We leverage UKG Pro® HR Service Delivery does our organization need to comply with these changes?
Yes, as you authenticate into your UKG solution via UKG Pro, you will follow the UKG Pro schedule.
Our organization uses only HR Service Delivery (HRSD). Are we impacted?
If you are an HR Service Delivery (HRSD) only customer, your solution is not impacted by the MFA and password requirements at this time.
We are an on-premise customer using UKG Workforce Central and/or UKG Telestaff. Do we need to comply with these changes?
If you host your UKG solution on-premise, you do not need to comply with these changes at this time.
Where can I find additional details on how to enable MFA and these new password standards?
Coming soon: Specific rollout dates for your UKG solution, solution-specific how-to material, and communication kits to support the employee rollout of these new requirements will be provided as part of your release information/readiness pages via the UKG Community.
If you use UKG Pro as your front door, please visit the UKG Ultimate Community.
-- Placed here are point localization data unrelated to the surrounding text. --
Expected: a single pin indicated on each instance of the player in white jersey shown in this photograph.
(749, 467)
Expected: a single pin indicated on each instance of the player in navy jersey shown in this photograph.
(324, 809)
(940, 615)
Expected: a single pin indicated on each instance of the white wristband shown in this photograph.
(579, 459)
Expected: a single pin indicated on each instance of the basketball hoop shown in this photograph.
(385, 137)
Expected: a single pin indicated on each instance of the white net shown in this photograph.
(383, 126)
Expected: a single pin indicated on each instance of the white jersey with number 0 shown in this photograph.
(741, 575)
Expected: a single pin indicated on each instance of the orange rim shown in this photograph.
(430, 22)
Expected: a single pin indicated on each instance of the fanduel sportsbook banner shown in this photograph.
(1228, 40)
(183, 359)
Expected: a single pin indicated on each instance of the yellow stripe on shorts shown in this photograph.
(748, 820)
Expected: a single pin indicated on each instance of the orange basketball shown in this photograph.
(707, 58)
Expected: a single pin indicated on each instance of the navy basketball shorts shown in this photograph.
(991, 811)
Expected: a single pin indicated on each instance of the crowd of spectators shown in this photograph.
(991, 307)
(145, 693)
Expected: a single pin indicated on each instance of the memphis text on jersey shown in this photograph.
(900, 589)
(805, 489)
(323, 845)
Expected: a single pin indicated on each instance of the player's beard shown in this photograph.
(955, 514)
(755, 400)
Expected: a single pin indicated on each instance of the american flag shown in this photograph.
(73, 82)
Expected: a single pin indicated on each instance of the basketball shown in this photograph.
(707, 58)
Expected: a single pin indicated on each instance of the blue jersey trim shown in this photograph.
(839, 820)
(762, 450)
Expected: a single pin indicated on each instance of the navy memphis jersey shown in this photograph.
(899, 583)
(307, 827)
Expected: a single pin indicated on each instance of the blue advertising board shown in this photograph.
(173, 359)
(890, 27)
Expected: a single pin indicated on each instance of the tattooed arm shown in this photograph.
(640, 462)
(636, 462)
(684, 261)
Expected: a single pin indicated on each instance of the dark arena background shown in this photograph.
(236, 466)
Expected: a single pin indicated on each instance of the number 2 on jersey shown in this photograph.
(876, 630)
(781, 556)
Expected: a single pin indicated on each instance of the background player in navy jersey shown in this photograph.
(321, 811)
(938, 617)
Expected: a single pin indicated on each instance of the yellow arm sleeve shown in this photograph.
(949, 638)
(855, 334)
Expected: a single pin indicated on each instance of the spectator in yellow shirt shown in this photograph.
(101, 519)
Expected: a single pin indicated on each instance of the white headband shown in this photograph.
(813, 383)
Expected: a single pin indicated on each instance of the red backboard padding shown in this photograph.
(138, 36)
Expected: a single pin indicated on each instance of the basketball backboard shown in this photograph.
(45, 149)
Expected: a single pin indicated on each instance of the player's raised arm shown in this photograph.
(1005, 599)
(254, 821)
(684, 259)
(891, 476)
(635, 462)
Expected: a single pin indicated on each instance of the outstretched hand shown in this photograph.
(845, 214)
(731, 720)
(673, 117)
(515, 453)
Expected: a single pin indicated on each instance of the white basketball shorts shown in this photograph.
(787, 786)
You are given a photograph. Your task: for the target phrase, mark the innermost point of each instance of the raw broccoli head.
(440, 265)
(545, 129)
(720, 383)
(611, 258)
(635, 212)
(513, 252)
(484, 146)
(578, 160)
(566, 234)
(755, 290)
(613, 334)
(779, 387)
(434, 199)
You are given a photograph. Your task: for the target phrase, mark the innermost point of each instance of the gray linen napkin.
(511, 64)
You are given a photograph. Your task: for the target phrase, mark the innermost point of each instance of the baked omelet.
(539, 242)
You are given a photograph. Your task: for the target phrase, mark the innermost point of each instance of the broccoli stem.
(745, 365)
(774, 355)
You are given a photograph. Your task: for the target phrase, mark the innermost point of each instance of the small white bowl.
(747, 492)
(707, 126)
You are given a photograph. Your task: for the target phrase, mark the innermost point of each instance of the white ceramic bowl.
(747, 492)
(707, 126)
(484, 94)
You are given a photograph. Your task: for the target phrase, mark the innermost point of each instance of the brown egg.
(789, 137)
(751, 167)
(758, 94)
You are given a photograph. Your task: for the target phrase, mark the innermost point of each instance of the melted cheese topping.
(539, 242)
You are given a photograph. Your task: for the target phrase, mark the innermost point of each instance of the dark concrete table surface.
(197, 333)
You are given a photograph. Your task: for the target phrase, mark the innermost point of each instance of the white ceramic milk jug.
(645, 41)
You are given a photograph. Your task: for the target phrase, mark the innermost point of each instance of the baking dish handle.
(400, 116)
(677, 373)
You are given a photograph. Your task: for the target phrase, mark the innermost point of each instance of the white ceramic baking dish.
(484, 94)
The UKG Kronos Community should be used for UKG Dimensions and UKG Ready solutions. Note: You will need to log into the UKG Community to access this information.
Remember, data security is everyone’s responsibility
Securing your data is a top priority for us at UKG. It’s all part of how we also secure your trust as a partner for life. Please watch your email and revisit this page often for additional updates on this important initiative.